Alumni in Action: David J. Chalif ’75, MD

david chaliff

Because Wesleyan film studies focuses on the history and analysis of the discipline—teaching how rather than what to think—graduates are well-prepared for success both inside and outside the industry. Here, we highlight film students whose off-screen accomplishments range from medicine, to real estate, to education, and even to smokejumping. Accounts and photos as provided to the editorial staff.

David J. Chalif ’75, MD

Occupation: Chief of Neurovascular Neurosurgery, North Shore University Hospital

Notable Film: The Mystery of Picasso

In high school, my dad’s friend took me under his wing and invited me to watch him work as a surgeon in the operating room. From then on, I knew that’s what I wanted to do. I came to Wesleyan on a biology and premed track, went to medical school at the University of Chicago, and did my residency in New York City. Since then, I’ve lived on Long Island, raising my five children. My wife is a clinical psychologist, and I have continued working at North Shore University Hospital for the last 33 years.

Though I was a science major, I ended up taking a film class and falling in love with it.

Studying film rounded me out—it gave me balance and has helped keep me sane all these years.

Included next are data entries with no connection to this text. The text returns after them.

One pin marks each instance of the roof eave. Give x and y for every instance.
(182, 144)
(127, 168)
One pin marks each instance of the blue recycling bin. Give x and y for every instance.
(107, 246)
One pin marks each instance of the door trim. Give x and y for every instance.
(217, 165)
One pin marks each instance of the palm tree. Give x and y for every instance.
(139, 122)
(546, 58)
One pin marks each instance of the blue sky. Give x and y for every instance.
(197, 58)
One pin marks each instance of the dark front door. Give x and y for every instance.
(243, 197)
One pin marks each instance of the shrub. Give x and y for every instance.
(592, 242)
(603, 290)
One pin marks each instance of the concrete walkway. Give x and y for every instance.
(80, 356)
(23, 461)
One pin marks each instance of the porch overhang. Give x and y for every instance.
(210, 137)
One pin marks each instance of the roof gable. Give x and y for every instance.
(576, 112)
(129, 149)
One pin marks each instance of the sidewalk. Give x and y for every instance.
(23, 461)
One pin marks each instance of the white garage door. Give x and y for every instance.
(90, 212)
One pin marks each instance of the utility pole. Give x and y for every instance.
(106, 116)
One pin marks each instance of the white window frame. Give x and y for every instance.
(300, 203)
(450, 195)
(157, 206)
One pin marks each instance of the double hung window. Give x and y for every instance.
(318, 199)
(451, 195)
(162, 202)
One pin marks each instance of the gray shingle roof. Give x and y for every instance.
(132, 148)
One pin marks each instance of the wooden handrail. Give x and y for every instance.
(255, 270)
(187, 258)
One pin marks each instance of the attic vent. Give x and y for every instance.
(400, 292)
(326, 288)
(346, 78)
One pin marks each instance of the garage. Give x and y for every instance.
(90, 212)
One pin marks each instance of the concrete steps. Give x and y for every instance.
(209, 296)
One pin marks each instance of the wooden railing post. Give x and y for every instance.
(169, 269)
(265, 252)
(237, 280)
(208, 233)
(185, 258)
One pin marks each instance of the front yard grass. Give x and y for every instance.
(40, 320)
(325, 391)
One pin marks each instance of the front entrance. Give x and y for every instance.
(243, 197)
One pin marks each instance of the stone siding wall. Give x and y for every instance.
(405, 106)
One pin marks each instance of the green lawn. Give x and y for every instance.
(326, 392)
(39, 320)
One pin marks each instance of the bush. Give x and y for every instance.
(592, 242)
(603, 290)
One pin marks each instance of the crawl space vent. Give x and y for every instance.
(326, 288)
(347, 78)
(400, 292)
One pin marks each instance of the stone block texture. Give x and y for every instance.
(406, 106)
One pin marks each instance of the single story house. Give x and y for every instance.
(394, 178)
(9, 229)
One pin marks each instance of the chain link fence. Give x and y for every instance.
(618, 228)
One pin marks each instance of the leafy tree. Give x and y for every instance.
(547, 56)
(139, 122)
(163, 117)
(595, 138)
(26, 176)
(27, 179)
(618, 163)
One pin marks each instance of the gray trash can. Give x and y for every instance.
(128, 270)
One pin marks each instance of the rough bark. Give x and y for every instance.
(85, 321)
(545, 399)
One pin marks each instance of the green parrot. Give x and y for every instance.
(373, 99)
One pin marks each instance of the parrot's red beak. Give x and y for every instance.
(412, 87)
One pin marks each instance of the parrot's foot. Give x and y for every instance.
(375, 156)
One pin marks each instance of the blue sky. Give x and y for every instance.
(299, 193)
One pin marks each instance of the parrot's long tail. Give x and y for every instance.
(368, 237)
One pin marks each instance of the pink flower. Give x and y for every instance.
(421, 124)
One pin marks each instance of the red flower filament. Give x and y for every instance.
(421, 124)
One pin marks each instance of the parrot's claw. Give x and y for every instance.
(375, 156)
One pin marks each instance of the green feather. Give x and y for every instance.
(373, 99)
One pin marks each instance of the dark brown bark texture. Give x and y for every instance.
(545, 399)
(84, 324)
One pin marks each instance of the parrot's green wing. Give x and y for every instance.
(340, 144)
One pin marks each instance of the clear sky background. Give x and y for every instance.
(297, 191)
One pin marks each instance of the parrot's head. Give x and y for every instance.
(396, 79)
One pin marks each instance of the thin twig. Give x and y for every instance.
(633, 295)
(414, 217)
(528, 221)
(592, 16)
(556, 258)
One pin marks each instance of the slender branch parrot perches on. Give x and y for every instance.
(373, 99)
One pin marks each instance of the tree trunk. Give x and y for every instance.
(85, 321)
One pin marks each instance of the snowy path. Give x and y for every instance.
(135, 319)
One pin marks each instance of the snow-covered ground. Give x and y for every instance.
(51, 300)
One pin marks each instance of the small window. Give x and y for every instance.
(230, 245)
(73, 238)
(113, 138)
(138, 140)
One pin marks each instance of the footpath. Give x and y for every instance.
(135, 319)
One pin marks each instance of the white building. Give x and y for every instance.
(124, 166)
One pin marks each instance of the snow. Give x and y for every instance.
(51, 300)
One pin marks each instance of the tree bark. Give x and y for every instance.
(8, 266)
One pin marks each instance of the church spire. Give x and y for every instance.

I was enthralled with the medium, and Jeanine Basinger was at the heart of that. I think I was the only premed student in her class and she and I just clicked, and I’ve never looked at a movie the same way ever again.

Jeanine taught me to see films as a composite of many different elements: acting, dialogue, camera angles, perspective, music score, mood. If I remember correctly, she lived near campus and on Sundays she’d set up a projector in her living room and invite 20 or so of us over to watch films. She also gave memorable tests, where she’d show a film and base the test questions on it. I remember how she sat in the back of the auditorium, watching us. I felt so energized writing out the answers to those questions. I did very well in her class because I treated it like a premed class, putting a lot of effort into studying and preparing. And that was the kind of teacher she was: if you put in the effort, you earned her respect. That was easy to do because she had such an ability to get students interested in the material and energize those students. She was (and is) a tremendous educator.

Today, I’m a neurosurgeon specializing in cerebral aneurysms. What I do as a surgeon is look carefully at a composite of many different elements and make decisions based on the anatomy and different circumstances I’m seeing through the operating microscope. I’ve always felt that medical students (and particularly surgeons) should go to museums because you learn how to look. Paintings and films are composites of color, foregrounds, backgrounds, sounds, and themes. In a way, looking at a movie or a complex painting is the same thing as looking through that microscope, and Jeanine was one of the first to teach me how to look at things in that way. Though I never became a real film buff or film historian, I have a much richer appreciation for the medium and for art, in general, because of Wesleyan and Jeanine Basinger.